29.06.2017 17:48
Quelle: schweizerbauer.ch - sda
Zürich
Geldstrafe für Mist-Auskippen
Ein junger Mann hat an einer Störaktion gegen Pflanzenzüchter in der ETH Zürich teilgenommen, bei der Mist und Urin im Hörsaal ausgekippt worden sind. Dies hat das Bezirksgericht Zürich am Donnerstag befunden. Es verurteilte den mutmasslichen Ökoaktivisten zu einer bedingten Geldstrafe.

Weil Vermummte das Auditorium Maximum der ETH gestürmt, Wände versprayt und tierische Exkremente auf den Teppichboden gekippt hatten, wurde eine Veranstaltung im Rahmen eines Pflanzenzüchterkongresses unterbrochen und später in einem anderen Raum fortgesetzt. Ereignet hat sich der Vorfall im vergangenen August.

16'500 Franken Schaden

Am Donnerstag stand ein 26-jähriger Mann aus La Chaux-de-Fonds vor dem Zürcher Bezirksgericht. Er war einer von zwei Personen, die auf der Flucht nach der Störaktion festgehalten werden konnten. Dabei hatte er einem Mann mit der Faust ins Gesicht geschlagen. Die Staatsanwaltschaft hatte deshalb Anklage gegen ihn erhoben wegen Sachbeschädigung, Nötigung und einfacher Körperverletzung.

Im Hörsaal musste eine Holzwand abgeschliffen werden, um die Sprayereien zu entfernen. Der Teppich musste ersetzt werden. Insgesamt stellte die ETH eine Schadenersatzforderung von etwas über 16'500 Franken.

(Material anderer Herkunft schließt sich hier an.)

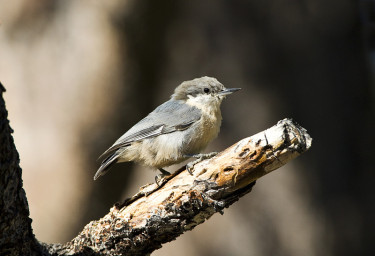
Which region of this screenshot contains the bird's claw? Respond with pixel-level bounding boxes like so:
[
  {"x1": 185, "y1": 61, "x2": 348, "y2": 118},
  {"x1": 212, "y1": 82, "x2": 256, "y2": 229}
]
[
  {"x1": 186, "y1": 152, "x2": 217, "y2": 175},
  {"x1": 155, "y1": 169, "x2": 171, "y2": 187}
]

Der junge Mann aus der Romandie machte vor Gericht keine Aussage. Weder zu seinem Beruf, seinem Aufenthaltsort noch zu den Geschehnissen am fraglichen Tag machte er Angaben. Sein Verteidiger erklärte, sein Mandant sei nicht an den Vorfällen beteiligt gewesen.

Nur ein Tourist

Er sei zusammen mit Kollegen als Tourist nach Zürich gereist. Die Kollegen seien Anarchisten, führte der Verteidiger aus, jeder sei für sich selbst verantwortlich und sie hätten seinen Mandanten nicht in ihre Pläne eingeweiht. So habe er vor der ETH auf sie gewartet. Als sie herausgerannt kamen, sei er mitgerannt, um sie nicht zu verlieren.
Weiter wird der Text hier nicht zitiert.